Ainsi, ces résultats mettent en évidence la supériorité du Resmetirom 80 mg ou 100 mg par rapport à un placebo dans l’amélioration des paramètres histologiques hépatiques (inflammation et fibrose) après 52 semaines de traitement. Ces observations sont similaires entre les sous-groupes. La sécurité et la tolérance sont également démontrées dans cet essai en accord avec les précédents résultats de l’étude MAESTRO-NAFLD-1. Outre les paramètres hépatiques, le bilan lipidique est en amélioration dans les groupes traités par Resmetirom comparativement au groupe placebo. Ces éléments amènent à penser que le Resmetirom pourrait diminuer le risque cardiovasculaire de ces patients à très haut risque. Quelques limites sont néanmoins à souligner : 1) cette étude, basée sur des critères histologiques, ne permet pas d'évaluer l’efficacité du traitement quant à la survenue de critères cliniques tels que la mortalité toute cause, la mortalité d’origine hépatique ou l'évolution vers la cirrhose, 2) la sécurité à long terme, au-delà de 52 semaines de traitement, nécessite également d'être évaluée. Des études sont donc nécessaires pour évaluer d’une part, la sécurité à plus long terme et d’autre part, l’efficacité sur la survenue d’évènements hépatiques. Ce dernier point fait l’objet d’une étude spécifique, l’essai MAESTRO-NASH-Outcomes actuellement en cours [6].

Les résultats de l'essai MAESTRO-NASH viennent compléter les éléments précédemment publiés sur le Resmetirom et confirment son effet bénéfique sur des critères histologiques chez les patients présentant une stéatohépatite métabolique associée à une fibrose hépatique et ce quelle que soit la dose de Resmetirom.
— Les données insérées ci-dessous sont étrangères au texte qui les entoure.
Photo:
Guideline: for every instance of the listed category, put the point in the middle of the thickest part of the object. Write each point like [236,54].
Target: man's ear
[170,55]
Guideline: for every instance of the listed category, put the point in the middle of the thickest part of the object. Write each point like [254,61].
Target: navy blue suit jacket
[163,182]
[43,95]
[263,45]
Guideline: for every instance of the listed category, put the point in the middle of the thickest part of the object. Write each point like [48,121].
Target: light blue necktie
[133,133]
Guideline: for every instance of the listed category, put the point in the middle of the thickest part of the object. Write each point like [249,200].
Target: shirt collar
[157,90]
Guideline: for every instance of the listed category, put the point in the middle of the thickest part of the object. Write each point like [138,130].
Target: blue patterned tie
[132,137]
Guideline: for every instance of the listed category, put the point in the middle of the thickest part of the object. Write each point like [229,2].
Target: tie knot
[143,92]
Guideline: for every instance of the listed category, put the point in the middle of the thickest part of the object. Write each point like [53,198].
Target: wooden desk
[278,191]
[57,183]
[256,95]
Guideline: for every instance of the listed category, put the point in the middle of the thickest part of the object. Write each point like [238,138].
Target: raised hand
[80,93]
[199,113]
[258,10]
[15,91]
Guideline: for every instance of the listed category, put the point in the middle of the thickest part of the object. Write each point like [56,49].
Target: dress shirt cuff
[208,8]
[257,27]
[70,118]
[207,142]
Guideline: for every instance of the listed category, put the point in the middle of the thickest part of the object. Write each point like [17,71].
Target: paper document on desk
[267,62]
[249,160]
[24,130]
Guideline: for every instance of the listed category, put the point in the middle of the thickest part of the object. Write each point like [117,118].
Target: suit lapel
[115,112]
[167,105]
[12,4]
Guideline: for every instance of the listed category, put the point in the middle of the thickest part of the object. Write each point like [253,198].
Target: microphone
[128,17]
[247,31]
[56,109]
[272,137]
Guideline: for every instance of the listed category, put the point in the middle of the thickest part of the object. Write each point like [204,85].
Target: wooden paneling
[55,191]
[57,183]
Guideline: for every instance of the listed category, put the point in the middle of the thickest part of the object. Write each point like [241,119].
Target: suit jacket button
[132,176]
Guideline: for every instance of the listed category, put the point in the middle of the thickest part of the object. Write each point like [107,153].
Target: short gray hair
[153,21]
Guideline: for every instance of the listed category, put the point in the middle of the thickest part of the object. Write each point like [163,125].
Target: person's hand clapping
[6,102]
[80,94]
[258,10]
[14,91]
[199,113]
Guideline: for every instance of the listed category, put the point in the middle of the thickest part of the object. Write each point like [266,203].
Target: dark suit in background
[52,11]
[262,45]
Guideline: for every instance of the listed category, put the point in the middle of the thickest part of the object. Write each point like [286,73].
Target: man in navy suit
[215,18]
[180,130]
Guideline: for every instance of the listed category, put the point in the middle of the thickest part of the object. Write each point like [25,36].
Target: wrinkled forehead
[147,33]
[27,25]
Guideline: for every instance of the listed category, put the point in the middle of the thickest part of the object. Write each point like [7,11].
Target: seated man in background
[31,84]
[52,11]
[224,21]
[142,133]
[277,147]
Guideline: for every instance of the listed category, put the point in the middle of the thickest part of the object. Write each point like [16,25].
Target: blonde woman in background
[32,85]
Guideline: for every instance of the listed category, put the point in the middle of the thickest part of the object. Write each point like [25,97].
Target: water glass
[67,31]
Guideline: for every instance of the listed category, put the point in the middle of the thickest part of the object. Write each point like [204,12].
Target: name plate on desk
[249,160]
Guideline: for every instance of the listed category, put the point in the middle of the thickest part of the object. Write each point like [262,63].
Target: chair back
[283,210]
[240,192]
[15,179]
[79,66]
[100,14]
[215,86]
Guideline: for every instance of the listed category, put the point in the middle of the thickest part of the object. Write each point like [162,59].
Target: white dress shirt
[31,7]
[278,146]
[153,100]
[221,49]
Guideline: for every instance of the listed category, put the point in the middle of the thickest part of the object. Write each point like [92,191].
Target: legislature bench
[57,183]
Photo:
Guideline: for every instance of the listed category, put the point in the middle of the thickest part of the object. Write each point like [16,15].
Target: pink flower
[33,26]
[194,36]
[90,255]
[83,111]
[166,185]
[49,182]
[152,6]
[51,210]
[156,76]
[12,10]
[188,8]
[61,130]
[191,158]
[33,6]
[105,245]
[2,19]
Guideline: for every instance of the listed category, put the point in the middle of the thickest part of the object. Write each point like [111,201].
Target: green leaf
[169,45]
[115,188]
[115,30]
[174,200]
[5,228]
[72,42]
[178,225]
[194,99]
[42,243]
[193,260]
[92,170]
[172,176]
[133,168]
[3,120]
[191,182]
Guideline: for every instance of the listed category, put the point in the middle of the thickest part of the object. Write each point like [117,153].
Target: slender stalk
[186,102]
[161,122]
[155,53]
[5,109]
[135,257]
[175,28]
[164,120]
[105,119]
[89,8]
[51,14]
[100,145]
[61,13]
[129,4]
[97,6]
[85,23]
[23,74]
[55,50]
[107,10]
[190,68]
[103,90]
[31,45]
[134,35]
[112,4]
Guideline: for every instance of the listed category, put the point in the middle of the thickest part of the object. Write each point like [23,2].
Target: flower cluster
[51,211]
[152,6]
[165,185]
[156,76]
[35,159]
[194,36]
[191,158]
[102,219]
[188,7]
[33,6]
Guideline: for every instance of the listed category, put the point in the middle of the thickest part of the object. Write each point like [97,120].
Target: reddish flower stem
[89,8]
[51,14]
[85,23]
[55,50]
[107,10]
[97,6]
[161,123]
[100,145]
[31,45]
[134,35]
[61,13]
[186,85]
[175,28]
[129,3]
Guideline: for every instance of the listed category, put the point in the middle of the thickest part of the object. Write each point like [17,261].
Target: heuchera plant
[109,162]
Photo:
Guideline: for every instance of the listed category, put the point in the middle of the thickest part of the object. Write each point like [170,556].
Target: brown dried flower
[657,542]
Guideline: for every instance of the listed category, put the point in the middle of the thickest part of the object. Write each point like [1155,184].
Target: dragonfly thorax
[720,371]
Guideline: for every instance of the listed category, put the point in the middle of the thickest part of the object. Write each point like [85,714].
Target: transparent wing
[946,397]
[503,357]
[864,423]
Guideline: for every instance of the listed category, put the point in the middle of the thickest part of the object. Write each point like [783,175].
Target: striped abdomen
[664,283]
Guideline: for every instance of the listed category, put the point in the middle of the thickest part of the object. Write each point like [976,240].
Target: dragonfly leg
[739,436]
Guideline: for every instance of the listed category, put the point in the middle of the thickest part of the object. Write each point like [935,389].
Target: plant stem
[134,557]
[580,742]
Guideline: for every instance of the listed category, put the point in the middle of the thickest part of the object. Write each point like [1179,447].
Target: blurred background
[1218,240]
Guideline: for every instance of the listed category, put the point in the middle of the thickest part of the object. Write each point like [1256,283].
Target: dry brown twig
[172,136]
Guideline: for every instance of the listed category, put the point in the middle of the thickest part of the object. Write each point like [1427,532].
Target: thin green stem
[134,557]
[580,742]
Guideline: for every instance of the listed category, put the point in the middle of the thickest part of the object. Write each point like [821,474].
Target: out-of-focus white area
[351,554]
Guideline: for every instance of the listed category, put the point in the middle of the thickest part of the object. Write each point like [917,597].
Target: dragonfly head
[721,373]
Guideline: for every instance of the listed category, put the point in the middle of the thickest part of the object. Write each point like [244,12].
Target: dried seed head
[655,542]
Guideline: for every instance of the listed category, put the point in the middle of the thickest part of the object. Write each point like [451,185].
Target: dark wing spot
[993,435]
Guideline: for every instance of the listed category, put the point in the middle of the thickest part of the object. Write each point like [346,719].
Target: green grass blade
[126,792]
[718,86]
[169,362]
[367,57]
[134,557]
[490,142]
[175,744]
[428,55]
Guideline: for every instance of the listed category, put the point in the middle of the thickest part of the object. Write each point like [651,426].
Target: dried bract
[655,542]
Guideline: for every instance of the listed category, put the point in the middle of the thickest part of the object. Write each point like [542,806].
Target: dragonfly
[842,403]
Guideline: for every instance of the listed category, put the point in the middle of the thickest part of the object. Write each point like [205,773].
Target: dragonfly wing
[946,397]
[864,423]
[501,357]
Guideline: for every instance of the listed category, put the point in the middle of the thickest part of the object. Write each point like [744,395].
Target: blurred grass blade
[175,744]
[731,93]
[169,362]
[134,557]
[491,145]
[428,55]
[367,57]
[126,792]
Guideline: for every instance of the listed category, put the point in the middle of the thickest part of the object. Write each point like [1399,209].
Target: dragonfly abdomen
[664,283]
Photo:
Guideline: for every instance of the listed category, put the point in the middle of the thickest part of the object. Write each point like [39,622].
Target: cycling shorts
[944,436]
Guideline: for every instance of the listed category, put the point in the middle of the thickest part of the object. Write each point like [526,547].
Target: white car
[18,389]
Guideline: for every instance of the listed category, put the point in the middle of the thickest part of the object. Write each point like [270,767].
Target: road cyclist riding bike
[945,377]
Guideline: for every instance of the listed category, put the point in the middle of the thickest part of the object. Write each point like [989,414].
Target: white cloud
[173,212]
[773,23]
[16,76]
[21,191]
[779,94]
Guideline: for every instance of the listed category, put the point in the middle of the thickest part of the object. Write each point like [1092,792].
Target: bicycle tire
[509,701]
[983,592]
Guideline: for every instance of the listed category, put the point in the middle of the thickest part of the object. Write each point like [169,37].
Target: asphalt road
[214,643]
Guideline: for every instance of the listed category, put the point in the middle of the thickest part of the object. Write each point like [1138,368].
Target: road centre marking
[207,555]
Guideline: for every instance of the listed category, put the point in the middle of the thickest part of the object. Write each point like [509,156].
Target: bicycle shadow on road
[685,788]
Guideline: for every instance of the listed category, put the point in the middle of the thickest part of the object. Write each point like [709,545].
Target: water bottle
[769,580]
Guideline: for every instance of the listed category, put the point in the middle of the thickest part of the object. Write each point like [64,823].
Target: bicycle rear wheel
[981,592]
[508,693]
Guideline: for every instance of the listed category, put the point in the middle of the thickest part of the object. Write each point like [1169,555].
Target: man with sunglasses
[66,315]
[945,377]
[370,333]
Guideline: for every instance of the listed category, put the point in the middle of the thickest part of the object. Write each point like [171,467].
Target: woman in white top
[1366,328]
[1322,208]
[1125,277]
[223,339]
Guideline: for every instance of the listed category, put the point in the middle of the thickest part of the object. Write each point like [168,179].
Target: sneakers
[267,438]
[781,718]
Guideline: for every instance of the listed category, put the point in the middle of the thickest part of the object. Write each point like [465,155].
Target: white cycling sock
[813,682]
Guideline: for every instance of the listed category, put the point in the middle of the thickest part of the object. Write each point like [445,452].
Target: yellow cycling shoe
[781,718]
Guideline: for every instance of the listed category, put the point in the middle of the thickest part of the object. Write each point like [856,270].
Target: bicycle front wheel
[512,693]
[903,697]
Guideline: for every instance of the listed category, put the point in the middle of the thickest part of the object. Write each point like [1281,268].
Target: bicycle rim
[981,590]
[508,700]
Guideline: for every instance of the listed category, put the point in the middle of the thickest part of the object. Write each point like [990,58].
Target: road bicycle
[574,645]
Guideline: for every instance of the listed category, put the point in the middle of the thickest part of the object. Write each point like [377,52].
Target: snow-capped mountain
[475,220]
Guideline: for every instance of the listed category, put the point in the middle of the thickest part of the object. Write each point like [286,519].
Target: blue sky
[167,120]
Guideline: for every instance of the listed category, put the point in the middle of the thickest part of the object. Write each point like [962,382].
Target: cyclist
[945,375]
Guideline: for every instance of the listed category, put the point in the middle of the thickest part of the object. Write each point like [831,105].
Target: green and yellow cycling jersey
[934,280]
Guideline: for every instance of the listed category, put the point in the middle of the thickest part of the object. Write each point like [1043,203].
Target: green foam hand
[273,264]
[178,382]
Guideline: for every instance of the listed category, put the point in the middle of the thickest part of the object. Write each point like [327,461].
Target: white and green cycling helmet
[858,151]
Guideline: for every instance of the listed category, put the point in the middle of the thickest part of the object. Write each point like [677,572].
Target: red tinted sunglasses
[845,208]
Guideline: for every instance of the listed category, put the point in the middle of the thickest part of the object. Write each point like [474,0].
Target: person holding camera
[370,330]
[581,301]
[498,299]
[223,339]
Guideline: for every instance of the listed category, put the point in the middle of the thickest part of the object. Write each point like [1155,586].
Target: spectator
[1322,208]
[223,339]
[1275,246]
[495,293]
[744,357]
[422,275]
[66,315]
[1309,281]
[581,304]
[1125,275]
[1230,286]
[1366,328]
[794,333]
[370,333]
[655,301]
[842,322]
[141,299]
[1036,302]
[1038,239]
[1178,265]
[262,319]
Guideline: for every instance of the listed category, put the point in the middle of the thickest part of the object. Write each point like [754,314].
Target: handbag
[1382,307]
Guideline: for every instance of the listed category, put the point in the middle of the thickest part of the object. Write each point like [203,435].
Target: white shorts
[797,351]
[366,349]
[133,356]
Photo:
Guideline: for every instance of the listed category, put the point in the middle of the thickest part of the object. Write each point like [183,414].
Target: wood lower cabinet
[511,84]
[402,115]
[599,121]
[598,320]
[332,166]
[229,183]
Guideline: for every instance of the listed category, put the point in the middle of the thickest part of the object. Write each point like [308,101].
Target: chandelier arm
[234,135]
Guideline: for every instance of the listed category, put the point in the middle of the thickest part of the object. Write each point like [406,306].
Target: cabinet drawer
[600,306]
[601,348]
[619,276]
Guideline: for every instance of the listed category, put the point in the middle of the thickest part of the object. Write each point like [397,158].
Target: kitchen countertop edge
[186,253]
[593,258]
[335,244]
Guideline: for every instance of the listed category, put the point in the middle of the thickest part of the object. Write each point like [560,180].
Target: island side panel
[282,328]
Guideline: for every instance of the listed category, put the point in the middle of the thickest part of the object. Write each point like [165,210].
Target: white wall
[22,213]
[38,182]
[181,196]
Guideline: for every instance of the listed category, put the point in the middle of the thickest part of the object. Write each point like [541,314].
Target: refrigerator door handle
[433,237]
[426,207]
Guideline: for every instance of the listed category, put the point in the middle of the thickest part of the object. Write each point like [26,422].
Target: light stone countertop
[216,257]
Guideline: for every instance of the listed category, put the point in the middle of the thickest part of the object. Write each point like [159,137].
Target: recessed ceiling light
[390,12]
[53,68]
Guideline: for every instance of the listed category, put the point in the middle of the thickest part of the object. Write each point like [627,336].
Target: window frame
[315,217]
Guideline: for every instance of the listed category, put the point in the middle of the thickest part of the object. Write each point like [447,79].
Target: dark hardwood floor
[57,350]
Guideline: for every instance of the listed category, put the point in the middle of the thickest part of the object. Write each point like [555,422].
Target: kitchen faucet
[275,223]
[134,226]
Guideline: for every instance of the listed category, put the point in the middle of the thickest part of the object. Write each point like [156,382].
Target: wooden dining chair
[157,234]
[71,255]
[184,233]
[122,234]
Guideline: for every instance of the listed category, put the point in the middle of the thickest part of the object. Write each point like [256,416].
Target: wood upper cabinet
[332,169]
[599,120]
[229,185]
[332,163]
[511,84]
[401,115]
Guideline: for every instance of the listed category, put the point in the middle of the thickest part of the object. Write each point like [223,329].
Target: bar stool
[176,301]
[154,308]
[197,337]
À la suite de la publication de ces résultats, le Resmetirom vient d’obtenir, le 14 mars dernier, l’approbation de la Federal Drug Administration (FDA) comme premier traitement de la stéatohépatite avec fibrose chez l’adulte. Une note d’espoir dans la prise en charge de ces patients et avec l’espoir d’y avoir rapidement accès en France. Une affaire à suivre !

 

Références

[1] Harrison, S.A. & al. Resmetirom for Nonalcoholic Fatty Liver Disease: A Randomized, Double-Blind, Placebo-Controlled Phase 3 Trial. Nat Med 2023, 29, 2919–2928.
 
[2] Kelly, M.J. & al. Discovery of 2-[3,5-Dichloro-4-(5-Isopropyl-6-Oxo-1,6-Dihydropyridazin-3-Yloxy)Phenyl]-3,5-Dioxo-2,3,4,5-Tetrahydro[1,2,4]Triazine-6-Carbonitrile (MGL-3196), a Highly Selective Thyroid Hormone Receptor β Agonist in Clinical Trials for the Treatment of Dyslipidemia. J Med Chem 2014, 57, 3912–3923.
 
[3] Hutchison, A.L. & al. Endocrine Aspects of Metabolic Dysfunction-Associated Steatotic Liver Disease (MASLD): Beyond Insulin Resistance. J Hepatol 2023, 79, 1524–1541.
 
[4] Harrison, S.A. & al. Resmetirom (MGL-3196) for the Treatment of Non-Alcoholic Steatohepatitis: A Multicentre, Randomised, Double-Blind, Placebo-Controlled, Phase 2 Trial. Lancet 2019, 394, 2012–2024.
 
[5] Harrison, S.A. & al. Effects of Resmetirom on Noninvasive Endpoints in a 36-Week Phase 2 Active Treatment Extension Study in Patients With NASH. Hepatol Commun 2021, 5, 573–588.
 
[6] Harrison, S.A. & al. Design of the Phase 3 MAESTRO Clinical Program to Evaluate Resmetirom for the Treatment of Nonalcoholic Steatohepatitis. Aliment Pharmacol Ther 2024, 59, 51–63.